When the interpreter encounters an effectful terminator (graph reads), it yields a suspension to the orchestrator. The orchestrator fulfills the request and resumes execution by writing the returned value as the block argument and advancing the program counter to the successor block. Nested graph effects are handled by recursing into the orchestrator through the same suspension protocol.

Referential transparency ensures that pure computation performed before the suspension requires no cleanup. Catastrophic failure (network or database outage) prevents resumption but does not corrupt state.

Island-aware suspension

The placement pipeline may assign blocks within the same body to different targets. At each block boundary, the interpreter checks whether the transition crosses an island boundary. If so, execution yields to the orchestrator, which dispatches the next island to its assigned backend. This check applies only to graph-effect bodies (the root stack frame); callees reached through function application do not carry island assignments.

Traversal-aware liveness analysis, run during code generation, determines which locals and vertex paths must be transferred at each island boundary.

Orchestrator

The orchestrator walks the island dependency graph, dispatching each island to its assigned backend and mediating data transfer at island boundaries.

Graph read fulfillment

Fulfillment begins at PostgreSQL. The head operation determines the candidate set by constraining the temporal slice and vertex type.
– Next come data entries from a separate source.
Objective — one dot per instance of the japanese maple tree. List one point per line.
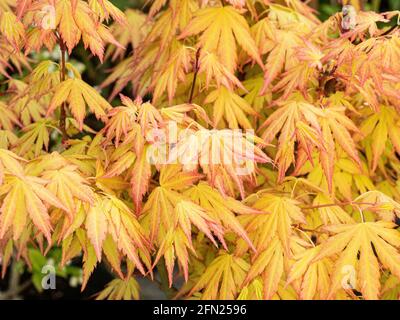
(245, 149)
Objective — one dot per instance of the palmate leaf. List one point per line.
(231, 107)
(295, 121)
(314, 276)
(11, 28)
(377, 129)
(221, 28)
(26, 201)
(109, 215)
(366, 247)
(222, 278)
(78, 94)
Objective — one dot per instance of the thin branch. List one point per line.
(341, 204)
(63, 114)
(196, 71)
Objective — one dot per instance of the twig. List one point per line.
(196, 71)
(63, 114)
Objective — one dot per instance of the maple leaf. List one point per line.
(11, 28)
(68, 185)
(294, 120)
(280, 56)
(222, 155)
(109, 215)
(220, 28)
(140, 179)
(330, 214)
(279, 213)
(136, 20)
(221, 209)
(35, 134)
(314, 276)
(378, 128)
(374, 242)
(270, 264)
(222, 278)
(119, 289)
(78, 94)
(26, 198)
(231, 107)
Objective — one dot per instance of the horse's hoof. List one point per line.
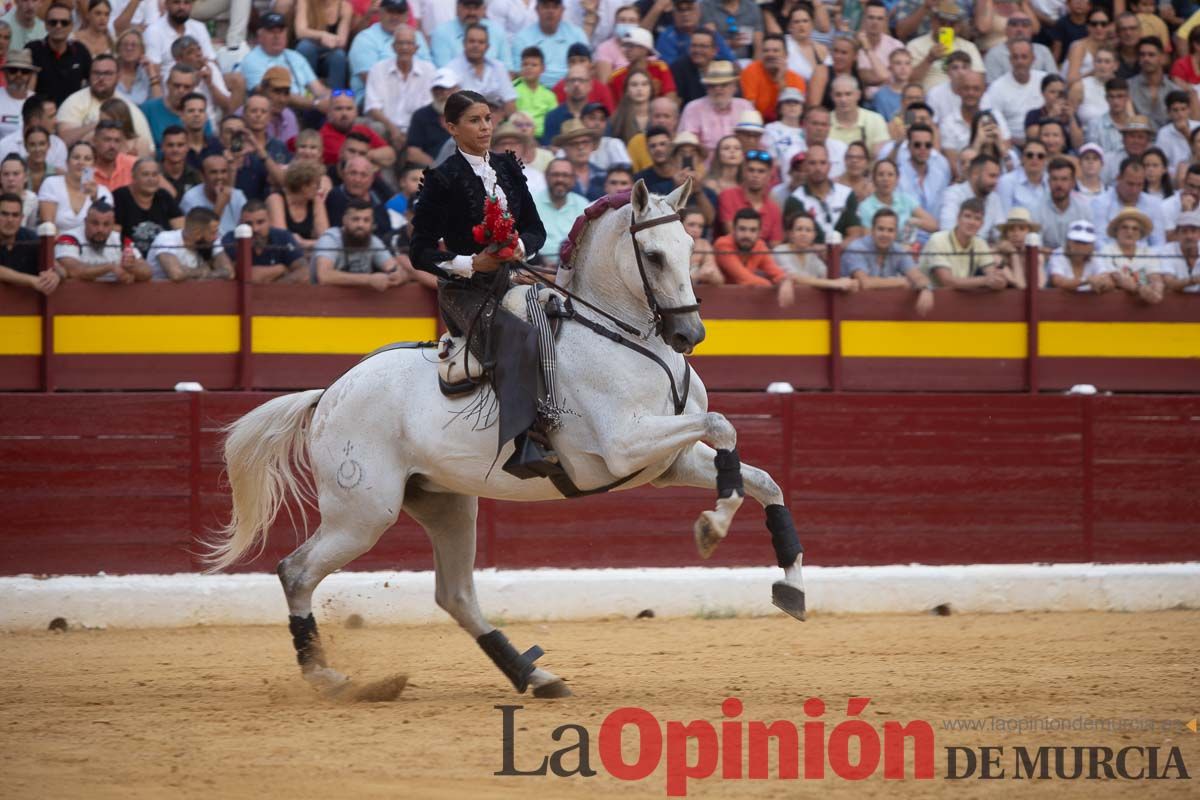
(707, 535)
(789, 599)
(552, 690)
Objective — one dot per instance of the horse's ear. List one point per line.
(640, 197)
(678, 198)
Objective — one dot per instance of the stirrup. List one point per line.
(532, 459)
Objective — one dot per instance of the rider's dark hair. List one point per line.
(459, 102)
(747, 214)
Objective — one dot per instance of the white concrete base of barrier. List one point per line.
(396, 597)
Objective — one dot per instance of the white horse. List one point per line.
(383, 439)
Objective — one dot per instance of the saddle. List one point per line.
(465, 365)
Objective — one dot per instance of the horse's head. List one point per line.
(665, 270)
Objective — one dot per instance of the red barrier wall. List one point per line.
(123, 482)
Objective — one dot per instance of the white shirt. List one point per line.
(1139, 265)
(83, 108)
(495, 84)
(954, 197)
(483, 167)
(1014, 100)
(10, 112)
(57, 156)
(606, 13)
(75, 245)
(1175, 264)
(431, 13)
(1175, 144)
(837, 151)
(957, 131)
(397, 95)
(54, 190)
(159, 36)
(172, 242)
(1060, 265)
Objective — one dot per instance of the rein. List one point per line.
(679, 398)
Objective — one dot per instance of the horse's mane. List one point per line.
(570, 246)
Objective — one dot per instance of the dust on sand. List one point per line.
(222, 713)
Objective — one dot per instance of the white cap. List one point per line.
(1188, 218)
(445, 78)
(1081, 230)
(641, 37)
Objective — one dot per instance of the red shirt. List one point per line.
(660, 78)
(334, 140)
(599, 94)
(733, 199)
(747, 270)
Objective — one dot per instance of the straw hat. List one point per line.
(1138, 122)
(1131, 212)
(1019, 216)
(574, 130)
(510, 131)
(685, 138)
(21, 60)
(719, 72)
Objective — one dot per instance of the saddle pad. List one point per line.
(606, 203)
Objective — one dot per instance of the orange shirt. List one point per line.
(761, 89)
(742, 269)
(121, 174)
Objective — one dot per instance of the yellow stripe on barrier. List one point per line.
(337, 335)
(21, 335)
(136, 334)
(765, 337)
(1120, 340)
(877, 338)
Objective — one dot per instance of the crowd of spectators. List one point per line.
(933, 139)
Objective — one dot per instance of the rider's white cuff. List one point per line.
(460, 265)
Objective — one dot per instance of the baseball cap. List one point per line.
(445, 78)
(594, 107)
(1188, 220)
(1083, 230)
(277, 77)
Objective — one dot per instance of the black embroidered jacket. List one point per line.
(451, 203)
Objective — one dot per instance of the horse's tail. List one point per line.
(267, 459)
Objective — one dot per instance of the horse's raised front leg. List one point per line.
(352, 521)
(703, 467)
(449, 519)
(647, 440)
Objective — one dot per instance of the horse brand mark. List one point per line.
(349, 474)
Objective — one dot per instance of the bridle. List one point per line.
(658, 311)
(678, 395)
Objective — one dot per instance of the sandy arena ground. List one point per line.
(221, 713)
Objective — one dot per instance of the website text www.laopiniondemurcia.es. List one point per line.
(851, 750)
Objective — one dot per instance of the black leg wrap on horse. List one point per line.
(306, 641)
(516, 666)
(729, 474)
(783, 535)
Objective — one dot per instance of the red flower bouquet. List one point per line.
(497, 232)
Because the transition model enforces that PostgreSQL is outgoing-only, all reachable PostgreSQL islands form an entry-side prefix of any execution path through a pipeline body. Their computation is fused into the initial query: head determination and all PostgreSQL island evaluation happen in a single prepared statement, executed as one database round-trip.
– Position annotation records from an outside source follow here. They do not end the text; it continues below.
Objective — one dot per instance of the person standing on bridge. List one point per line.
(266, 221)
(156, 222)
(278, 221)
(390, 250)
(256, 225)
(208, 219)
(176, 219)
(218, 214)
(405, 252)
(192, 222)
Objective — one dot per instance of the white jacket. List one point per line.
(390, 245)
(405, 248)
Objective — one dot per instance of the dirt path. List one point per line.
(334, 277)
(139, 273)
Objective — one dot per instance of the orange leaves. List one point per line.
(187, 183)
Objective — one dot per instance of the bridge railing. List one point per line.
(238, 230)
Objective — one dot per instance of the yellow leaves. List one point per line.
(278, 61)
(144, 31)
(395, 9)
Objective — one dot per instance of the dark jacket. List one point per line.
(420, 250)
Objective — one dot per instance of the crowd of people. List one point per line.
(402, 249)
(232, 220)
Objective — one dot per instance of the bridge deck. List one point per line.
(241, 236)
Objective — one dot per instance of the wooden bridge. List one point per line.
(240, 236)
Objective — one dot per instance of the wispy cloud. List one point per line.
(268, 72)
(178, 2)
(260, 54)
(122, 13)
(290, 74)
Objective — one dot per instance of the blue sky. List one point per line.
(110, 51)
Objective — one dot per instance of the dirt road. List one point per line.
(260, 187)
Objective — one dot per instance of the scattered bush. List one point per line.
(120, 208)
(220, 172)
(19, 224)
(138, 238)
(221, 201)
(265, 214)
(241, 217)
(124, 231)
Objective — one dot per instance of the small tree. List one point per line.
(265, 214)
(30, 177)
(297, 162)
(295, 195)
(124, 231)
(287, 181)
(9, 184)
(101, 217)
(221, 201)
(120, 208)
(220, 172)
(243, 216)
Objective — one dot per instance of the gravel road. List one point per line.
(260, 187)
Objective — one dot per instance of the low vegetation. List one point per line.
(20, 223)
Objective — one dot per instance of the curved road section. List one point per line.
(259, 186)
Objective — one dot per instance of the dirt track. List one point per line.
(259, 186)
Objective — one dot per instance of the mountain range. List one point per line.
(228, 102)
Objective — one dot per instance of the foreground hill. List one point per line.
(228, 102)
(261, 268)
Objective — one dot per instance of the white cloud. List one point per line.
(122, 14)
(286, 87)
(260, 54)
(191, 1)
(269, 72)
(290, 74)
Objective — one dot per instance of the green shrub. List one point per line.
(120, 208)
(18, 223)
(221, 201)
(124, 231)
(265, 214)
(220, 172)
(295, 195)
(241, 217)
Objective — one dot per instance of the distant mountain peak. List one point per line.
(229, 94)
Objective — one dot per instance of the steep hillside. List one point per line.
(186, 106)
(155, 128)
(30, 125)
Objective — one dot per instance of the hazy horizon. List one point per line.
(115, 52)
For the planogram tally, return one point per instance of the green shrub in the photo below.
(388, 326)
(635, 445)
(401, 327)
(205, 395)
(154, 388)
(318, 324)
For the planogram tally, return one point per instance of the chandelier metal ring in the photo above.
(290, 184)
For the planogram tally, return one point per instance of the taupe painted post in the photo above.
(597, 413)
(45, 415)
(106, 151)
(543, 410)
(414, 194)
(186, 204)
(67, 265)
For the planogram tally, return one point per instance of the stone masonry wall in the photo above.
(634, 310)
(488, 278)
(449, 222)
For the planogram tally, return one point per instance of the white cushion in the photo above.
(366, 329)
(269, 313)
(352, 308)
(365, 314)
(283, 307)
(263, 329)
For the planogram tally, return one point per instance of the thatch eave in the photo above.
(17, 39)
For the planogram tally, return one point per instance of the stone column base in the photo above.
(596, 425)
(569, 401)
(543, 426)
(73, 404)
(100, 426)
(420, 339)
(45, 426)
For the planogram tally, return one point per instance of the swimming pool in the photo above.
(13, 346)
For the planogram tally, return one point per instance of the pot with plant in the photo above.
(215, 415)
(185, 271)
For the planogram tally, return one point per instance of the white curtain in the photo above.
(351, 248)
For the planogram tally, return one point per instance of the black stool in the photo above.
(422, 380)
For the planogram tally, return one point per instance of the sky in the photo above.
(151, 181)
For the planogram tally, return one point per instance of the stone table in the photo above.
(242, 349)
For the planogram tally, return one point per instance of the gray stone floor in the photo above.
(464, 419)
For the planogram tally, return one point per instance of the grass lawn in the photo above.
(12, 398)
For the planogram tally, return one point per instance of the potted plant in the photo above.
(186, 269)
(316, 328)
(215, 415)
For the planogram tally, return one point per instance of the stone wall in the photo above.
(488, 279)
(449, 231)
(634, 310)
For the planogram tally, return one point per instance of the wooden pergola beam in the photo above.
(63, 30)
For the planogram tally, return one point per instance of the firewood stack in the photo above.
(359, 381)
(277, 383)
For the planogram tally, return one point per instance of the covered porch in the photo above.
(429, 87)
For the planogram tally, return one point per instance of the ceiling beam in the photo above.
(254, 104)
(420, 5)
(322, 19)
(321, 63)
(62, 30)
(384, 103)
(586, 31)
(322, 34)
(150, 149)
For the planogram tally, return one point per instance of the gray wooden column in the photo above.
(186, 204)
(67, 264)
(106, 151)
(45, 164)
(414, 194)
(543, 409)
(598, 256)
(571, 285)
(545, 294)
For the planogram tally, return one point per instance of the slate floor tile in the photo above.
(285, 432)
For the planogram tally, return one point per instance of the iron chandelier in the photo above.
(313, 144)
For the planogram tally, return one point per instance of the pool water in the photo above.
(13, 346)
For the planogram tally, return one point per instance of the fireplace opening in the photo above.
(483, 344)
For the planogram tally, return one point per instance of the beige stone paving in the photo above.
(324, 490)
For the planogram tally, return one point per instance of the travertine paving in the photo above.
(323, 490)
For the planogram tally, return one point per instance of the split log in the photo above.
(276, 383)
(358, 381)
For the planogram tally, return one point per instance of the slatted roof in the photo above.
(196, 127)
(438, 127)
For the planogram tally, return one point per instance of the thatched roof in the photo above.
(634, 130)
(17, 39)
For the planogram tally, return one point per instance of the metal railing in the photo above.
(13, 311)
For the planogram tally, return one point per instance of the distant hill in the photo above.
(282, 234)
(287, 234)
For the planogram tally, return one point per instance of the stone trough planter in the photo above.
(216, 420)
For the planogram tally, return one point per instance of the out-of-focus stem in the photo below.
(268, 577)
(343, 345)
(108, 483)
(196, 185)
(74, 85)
Each returned row passes through the pipeline’s chain of operations. The orchestrator proceeds block by block: for a PostgreSQL island, it checks the continuation. If block is NULL, the row already passed within PostgreSQL (early termination). If a continuation exists, the target block and live-out locals are written into the interpreter’s callstack. For an interpreter island, the orchestrator runs the interpreter until a value is returned or another island boundary is reached.

Demand-driven hydration

Instead of loading complete vertices, the orchestrator populates only the fields that downstream islands have requested. Each island’s requires set is resolved against provider islands during placement, and the provides sets determine which vertex paths are made available at each boundary. The type system prohibits access to fields outside the known set; traversal-aware path analysis determines which fields are actually reached; the island dependency contract guarantees every such field has been populated by a prior provider.